11   (1) In this section:

"class 4 property" means land, or land and improvements, classified as class 4 property under the Assessment Act;

"inspector" means the inspector of municipalities appointed under the Local Government Act;

"LNG" means liquefied natural gas;

"LNG activities" means the following activities:

(a) the construction of an LNG facility;

(b) activities that are undertaken at an LNG facility, including

(i) the acquisition, processing, storage and disposal of natural gas, and

(ii) the production of LNG;

"LNG facility" means a facility that processes natural gas and produces LNG;

"municipality" means the District of Port Edward;

"PNW" means Pacific NorthWest LNG Limited Partnership or its general partner Pacific NorthWest LNG Ltd. and their successors and assignees;

"PNW properties" means the following properties:

(a) the property with the following legal description: Parcel Identifier: 017-006-813 - District Lot 501 Range 5 Coast District;

(b) a property

(i) that is a class 4 property,

(ii) that is located within the boundaries of the municipality,

(iii) that is used primarily for LNG activities, and

(iv) to which one of the following applies:

(A) the property is owned by PNW;

(B) the property is owned by PNW and leased to a third party;

(C) the property is leased by PNW;

(D) the property is leased by PNW and PNW has assigned the lease to a third party.

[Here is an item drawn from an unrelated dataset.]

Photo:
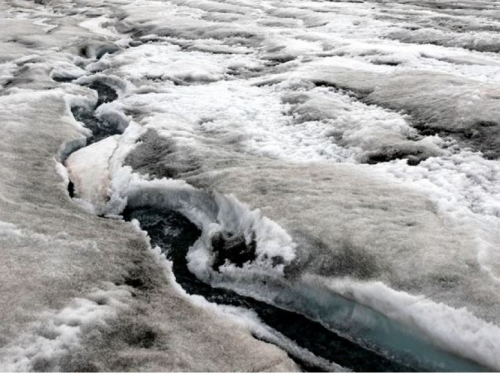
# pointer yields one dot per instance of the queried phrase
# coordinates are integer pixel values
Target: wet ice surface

(2) The municipality may enter into an agreement with PNW for a term of up to 25 years that does one or both of the following:

(a) sets or establishes an amount to be used to determine the tax rate to be applied to the PNW properties for each year;

(b) establishes a formula to determine an amount to be used to determine the tax rate to be applied to the PNW properties for each year.

(3) If the municipality and PNW enter into an agreement under subsection (2), the municipality

(a) must provide the inspector with a copy of

(i) the agreement within 30 days of the execution of the agreement, and

(ii) any amendment, extension or renewal of the agreement within 30 days of the execution of the amendment, extension or renewal,

(b) must establish by bylaw under section 197 (1) [annual property tax bylaw] of the Community Charter a tax rate that is based on the amount set or established in accordance with the terms of the agreement, and

(c) despite section 197 (3) and (4) of the Community Charter, may establish by bylaw under section 197 (1) of the Community Charter tax rates for the PNW properties different from tax rates of other class 4 property within the municipality.

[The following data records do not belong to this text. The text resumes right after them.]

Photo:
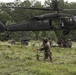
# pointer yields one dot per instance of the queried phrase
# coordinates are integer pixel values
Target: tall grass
(21, 60)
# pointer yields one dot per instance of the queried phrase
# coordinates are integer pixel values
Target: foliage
(21, 60)
(14, 15)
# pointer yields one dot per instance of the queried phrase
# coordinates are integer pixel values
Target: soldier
(69, 43)
(46, 49)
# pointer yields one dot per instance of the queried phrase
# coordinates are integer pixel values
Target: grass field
(21, 60)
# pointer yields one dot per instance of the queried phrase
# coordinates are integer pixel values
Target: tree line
(10, 16)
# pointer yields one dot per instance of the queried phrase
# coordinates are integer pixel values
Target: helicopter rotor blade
(69, 9)
(32, 8)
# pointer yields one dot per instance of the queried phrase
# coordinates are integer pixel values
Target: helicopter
(44, 22)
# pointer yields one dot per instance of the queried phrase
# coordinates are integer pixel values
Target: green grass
(21, 60)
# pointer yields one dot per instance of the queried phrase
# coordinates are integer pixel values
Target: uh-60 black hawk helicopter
(44, 22)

(4) If the municipality and PNW enter into an agreement under subsection (2),

(a) section 25 (1) (a) [general prohibition against assistance to business and exceptions] of the Community Charter does not apply in respect of the terms of the agreement,

(b) a regulation made under section 199 [property tax rates regulations] of the Community Charter does not apply in respect of the PNW properties,

(c) the PNW properties cannot be designated as designated port land under section 20.3 [special valuation rules for designated port land] of the Assessment Act while the agreement is in effect, and

(d) the Ports Property Tax Act does not apply in respect of the PNW properties while the agreement is in effect.

(5) The municipality may exercise the power under subsection (2), and must comply with subsections (3) and (4), even if the effect is to limit or eliminate the legislative powers of the municipality's council in relation to the imposition of taxes.